Compressed Air storage follows a similar pattern. Electricity is used to compress air and force it into similar underground salt caverns. When electricity is needed, air is released back to the atmosphere through air turbines that drive electricity generators. Although small-scale compressed air storage systems have been built, the salt cavern technology is, as yet, untested in this application.

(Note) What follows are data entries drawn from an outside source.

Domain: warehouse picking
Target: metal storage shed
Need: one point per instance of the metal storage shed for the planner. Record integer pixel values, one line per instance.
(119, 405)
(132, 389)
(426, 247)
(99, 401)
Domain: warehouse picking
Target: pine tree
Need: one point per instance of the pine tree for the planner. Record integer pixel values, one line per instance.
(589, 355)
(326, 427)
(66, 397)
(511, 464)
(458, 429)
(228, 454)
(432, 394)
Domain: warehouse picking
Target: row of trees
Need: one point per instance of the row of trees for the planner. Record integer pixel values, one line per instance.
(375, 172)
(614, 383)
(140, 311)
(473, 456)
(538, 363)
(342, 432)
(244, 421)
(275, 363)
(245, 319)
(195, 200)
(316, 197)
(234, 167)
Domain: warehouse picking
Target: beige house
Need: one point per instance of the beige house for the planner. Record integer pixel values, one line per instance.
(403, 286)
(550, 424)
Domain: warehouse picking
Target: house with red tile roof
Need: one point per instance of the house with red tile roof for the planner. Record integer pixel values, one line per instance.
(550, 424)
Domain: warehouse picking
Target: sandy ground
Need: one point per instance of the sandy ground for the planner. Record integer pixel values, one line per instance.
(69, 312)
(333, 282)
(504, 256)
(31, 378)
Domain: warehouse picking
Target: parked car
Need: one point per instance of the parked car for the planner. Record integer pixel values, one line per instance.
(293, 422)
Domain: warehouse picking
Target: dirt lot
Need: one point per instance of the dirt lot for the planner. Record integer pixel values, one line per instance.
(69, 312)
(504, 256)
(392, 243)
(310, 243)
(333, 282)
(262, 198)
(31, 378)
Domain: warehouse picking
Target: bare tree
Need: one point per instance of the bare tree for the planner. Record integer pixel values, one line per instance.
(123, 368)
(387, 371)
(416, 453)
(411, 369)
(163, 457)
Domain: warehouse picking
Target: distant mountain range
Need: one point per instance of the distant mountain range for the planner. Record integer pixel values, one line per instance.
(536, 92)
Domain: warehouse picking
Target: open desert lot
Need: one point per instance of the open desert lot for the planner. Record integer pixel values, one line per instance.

Compressed air is highly energetic and complex to manage from a safety point of view. Industrial pressure vessels require regular safety inspections and proof testing to ensure that microscopic cracks do not grow to cause rupture, which can be explosive. It is not clear how vast subterranean salt caverns could be pressure tested and their safety ensured. Rupture of a cavern containing 100 GWh of compressed air would release energy equivalent to 86,000 tonnes of TNT: approximately 6 Hiroshima bombs.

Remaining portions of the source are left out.